The anatomy of a cyber attack & precautions to take

Soma Tah
New Update
insider threats

Businesses in the Asia-Pacific lost an estimated $US81.3 billion in revenue due to cyber-attacks in the 12 months to September 2015, compared with $US62.3 billion in Europe and $US61.3 billion in the US, according to London-based consulting company Grant Thornton.


Hence, it is important for CIOs to understand the different phases of a cyber-attack to build better cyber defences in their corporate network.

In the past, it was much easier for firewalls to detect significant threats to the network. However, cyber threats are now designed to avoid detection by bypassing traditional firewalls with ease. Fortinet outlines 7 phases of a cyber-attack and prescribes precautionary steps to counter each of them:

Phase 1 Reconnaissance - In this early phase, the attacker attempts to gain understanding about an organization, its network and business partners. Identify “watering holes” or common websites that employees may go to not only for business purposes, but also for leisure. These sites are often researched and identified by cyber hackers who then plant malware in these legitimate websites. It is also important to take note of the level of access they are accorded and determine the minimum access requirements.


Phase 2 Weaponization - This is the phase where an attacker selects, and sometimes even builds malicious code to exploit identified vulnerabilities within the target. One needs to know which type of attack is likely to be underway. Segmenting your network architecture is a good way to at least minimize the impact of a potential breach. Consistently patching known vulnerabilities will increase the chance of keeping criminals from compromising a network.

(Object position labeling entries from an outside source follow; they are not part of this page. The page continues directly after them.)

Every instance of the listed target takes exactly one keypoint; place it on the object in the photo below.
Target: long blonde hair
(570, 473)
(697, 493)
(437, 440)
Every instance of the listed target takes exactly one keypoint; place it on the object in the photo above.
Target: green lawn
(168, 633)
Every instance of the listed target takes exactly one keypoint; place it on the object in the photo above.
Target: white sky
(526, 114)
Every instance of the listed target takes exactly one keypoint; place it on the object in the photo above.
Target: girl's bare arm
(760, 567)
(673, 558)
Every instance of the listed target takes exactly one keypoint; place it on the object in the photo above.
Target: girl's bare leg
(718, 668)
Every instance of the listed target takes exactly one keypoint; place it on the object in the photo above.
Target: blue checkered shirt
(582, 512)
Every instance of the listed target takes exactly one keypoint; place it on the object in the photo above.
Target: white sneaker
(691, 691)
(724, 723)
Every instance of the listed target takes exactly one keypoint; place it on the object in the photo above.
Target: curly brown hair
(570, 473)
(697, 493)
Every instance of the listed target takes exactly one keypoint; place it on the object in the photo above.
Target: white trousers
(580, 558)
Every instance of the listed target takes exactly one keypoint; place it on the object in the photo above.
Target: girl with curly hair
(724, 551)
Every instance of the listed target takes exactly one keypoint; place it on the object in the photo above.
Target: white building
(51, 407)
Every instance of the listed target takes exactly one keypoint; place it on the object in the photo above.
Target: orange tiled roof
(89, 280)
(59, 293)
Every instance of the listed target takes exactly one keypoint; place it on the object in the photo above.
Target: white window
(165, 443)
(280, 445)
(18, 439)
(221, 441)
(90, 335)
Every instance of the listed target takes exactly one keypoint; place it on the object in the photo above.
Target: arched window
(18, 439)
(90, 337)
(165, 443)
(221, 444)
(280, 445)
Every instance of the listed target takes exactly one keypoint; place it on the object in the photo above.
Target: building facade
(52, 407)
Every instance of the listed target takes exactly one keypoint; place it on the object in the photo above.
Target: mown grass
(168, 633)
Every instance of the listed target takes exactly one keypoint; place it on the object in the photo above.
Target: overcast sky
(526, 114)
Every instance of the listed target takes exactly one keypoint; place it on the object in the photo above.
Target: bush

Phase 3 Delivery - As threats come from both inside and outside an organization, and can be either intentional or accidental, a comprehensive scheme of programs and processes need to be put in place to identify threats and risks. Phishing emails are by far the most common method of malware delivery. Employ content security technology for email and web traffic designed to identify and remove malicious attachments. Solutions that include sandbox tools are especially important as they can detect previously unseen or sophisticated malware.

Phase 4 Exploit - Since many exploits occur through a phishing attack, a strong vulnerability and patch management system is key. Standardize on one browser for the workforce, and ensure it is patched and updated regularly and limit the use of plug-ins such as java or flash. Most malware employ evasion techniques to circumvent traditional AV technology. Utilize sandbox technology to move suspicious content to a secure area where its behaviour can be safely triggered and analysed.


Phase 5 Command and control - Malicious communication tools often tunnel through other protocols. SSL inspection tools is the best defense as it can intercept, open, inspect, and then forward encrypted traffic once it is deemed clean. A good approach is to typically use a combination of application control, reputational databases, and URL filtering to monitor, inspect, and secure traffic.

Phase 6 Internal reconnaissance - No defense strategy is guaranteed to stop every attack. Implement a good incident response plan.

Once an attacker is inside a network, they have bypassed any edge protection layer. However, there is still chance to minimize the impact of the beach by segmenting the network into security zones. This will create various choke points to help isolate the breach and monitor and secure traffic as it moves between security zones.


Given that a threat has managed to circumvent your defenses, there was most likely no signature available to detect it. At this stage, adopt anomaly-based and behavioural-based detection. This technology leverages big data analytics and machine learning tools to understand what normal traffic looks like so that unusual or unexpected traffic patterns and device behaviours can be quickly identified.

Phase 7 Maintaining - At this point in the attack chain, the malicious “visitors” will try to extend their visit for as long as possible to siphon data from your network. Document company’s servers that contain sensitive data and make sure they do not have access out to the Internet. This will make it more difficult for cyber criminals because they will need to find a staging server to transfer data onto before exfiltrating data to their destination. Identify all attack paths into and out of servers with sensitive data, and monitor these paths more closely.

Sophisticated malicious code is designed to remain undetected by traditional AV scanning. Do not just rely on a clean scan results, instead invoke more detailed forensic procedures to truly identify whether or not the machine is clean—especially if the device contains sensitive or compliance-related data.